Capitulo 21: Propuesta inesperada
Lo primero que Sakura hizo cuando regresó a su apartamento de Tokio fue llamar a Naruto. Cuando escuchó una voz femenina, dudó y se disculpó.
—Lo siento, debo de haberme equivocado de número.
—¿Sakura? —le preguntó la mujer —Soy Hinata.
—¿Hinata? —repitió ella, confusa— ¿Cómo estás? ¿Cómo has pasado las fiestas? —añadió, rápidamente.
—La respuesta a ambas preguntas es muy bien. Naruto-kun me dijo que tú te marchaste a casa de tus padres. ¿Te lo pasaste bien?
—Sí. Siempre resulta muy agradable regresar a mi hogar.
—Espera un momento. Voy a llamarlo.
—Oh, bueno, yo no...
La voz de Naruto interrumpió sus protestas. Sakura se disculpó inmediatamente y le dijo que llamaría más tarde.
—No seas tonta, Sakura-chan.
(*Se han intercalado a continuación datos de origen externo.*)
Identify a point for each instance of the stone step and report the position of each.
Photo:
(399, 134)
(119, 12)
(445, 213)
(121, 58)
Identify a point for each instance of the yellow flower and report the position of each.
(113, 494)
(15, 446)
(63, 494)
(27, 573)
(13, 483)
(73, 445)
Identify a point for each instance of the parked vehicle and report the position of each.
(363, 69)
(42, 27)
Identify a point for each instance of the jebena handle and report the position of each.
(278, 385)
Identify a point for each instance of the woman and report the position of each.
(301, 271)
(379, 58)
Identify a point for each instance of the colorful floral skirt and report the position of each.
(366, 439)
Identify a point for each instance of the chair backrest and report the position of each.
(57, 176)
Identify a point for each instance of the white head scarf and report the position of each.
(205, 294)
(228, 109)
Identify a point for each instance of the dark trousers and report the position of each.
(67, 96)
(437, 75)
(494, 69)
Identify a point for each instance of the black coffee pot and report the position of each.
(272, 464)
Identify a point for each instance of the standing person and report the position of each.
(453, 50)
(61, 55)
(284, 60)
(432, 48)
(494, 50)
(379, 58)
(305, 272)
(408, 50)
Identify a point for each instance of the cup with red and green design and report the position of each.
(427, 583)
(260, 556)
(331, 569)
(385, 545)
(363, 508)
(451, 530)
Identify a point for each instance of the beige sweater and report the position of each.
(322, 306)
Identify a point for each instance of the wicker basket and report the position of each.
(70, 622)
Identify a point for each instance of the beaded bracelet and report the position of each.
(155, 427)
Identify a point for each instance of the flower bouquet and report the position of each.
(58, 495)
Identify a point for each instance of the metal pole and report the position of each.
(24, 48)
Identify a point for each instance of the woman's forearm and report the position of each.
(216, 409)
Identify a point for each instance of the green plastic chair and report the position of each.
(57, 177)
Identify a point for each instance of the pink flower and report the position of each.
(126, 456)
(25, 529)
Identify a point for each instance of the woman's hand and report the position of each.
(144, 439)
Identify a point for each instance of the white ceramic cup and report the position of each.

Hinata sólo está ayudándome a ordenar mis viejas revistas de fotografía.
A Sakura se le ocurrió que la relación de Naruto y Hinata debía de estar progresando a la velocidad de la luz para que el rubio le permitiera a la joven tocar sus valiosas revistas.
—Sólo quería que supieras que ya he regresado —dijo ella —Por si surge algo...
—Mmm, bueno, supongo que deberías ponerte en contacto con Neji —contestó Naruto —. Aún sigues contratada por él. ¿Por qué no lo llamas?
—Creo que no debo preocuparme al respecto —comentó ella, tratando de mantener un tono casual—. Le dije que regresaría después de Año Nuevo. Él ya sabe dónde encontrarme.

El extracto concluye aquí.